Hi Bruno, great if you find this useful!

I guess you refer to BorutaShap which uses IsolationForest to reduce (drastically it seems) the run time (names and functionalities are very close, so I understand the confusion ^^)? This is an interesting idea indeed. I did not implement that yet. This downsampling could be done "outside" the difference would be that the model would be fit on downsampled data as well (in BorutaShap, only the computation of the SHAP values is done on the down-sampled data). How would that impact the quality of the feature importance? This needs a bit (or a lot :D) of experimentation.

Just to clarify (because I didn't write a proper doc yet) the difference between Leshy (Boruta extension in this package) and BorutaShap are

brunofacca commented 3 years ago

Hi Thomas,

I apologize for the confusion. I'll blame it on the lack of sleep due to having a newborn at home :smile:.

Thank you for the clarifications.

I'm not sure about fitting the model on downsampled data, I'd expect that it would impact the quality of the results. My data is too large to run SHAP with all validation observations, so some kind of downsampling is needed. I got reasonable results with K-means (as used in the SHAP docs) but I'll also try Isolation Forest and HDBSCAN soon for comparison. If you ever implement that or any other kind of downsampling, I'd love to hear about it.

ThomasBury commented 3 years ago

Indeed, the model quality would be impacted. For the SHAP values, the kernel-SHAP methodology seems to be ok with few (1000 or 10 000) samples, using k-means to summarize the data. For tree-SHAP I need to re-read the algorithm and paper(s) to be sure that doing something similar will not impact the results.

Anyway, if you "watch" for new releases, that day may come :smile:

brunofacca commented 3 years ago

Yes, I'll definitely keep an eye on this project :slightly_smiling_face:. When I eventually experiment with this, I'll share my progress as well.

ThomasBury commented 2 years ago

Hi Thomas,

I apologize for the confusion. I'll blame it on the lack of sleep due to having a newborn at home 😄.
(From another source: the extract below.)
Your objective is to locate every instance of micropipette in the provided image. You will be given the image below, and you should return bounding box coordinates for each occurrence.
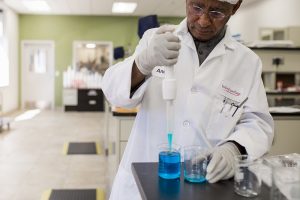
[162,60,176,150]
Thank you for the clarifications.

I'm not sure about fitting the model on downsampled data, I'd expect that it would impact the quality of the results. My data is too large to run SHAP with all validation observations, so some kind of downsampling is needed. I got reasonable results with K-means (as used in the SHAP docs) but I'll also try Isolation Forest and HDBSCAN soon for comparison. If you ever implement that or any other kind of downsampling, I'd love to hear about it.

Hi @brunofacca,

I (superficially) looked at sampling rows to reduce the run time (dropping useless columns was already done). If you have a large data set (let's say >1e6 rows) with a "few" columns (<50 or <100) then random sampling is the way to go. Statistics backing up the properties of the sample vs population. Sklearn provide a bunch of random samplers (vanilla, stratified, group, group-stratified, etc).

If you need even more drastic "sampling" then there are two methods:

brunofacca commented 2 years ago

Hi Thomas,

Thanks for sharing that, sounds interesting and promising. However, I've pulled the plug on my ML project so I haven't been using the library (or anything else ML-related) for a few months now. Thanks again for the library, it was very useful to me when I used it.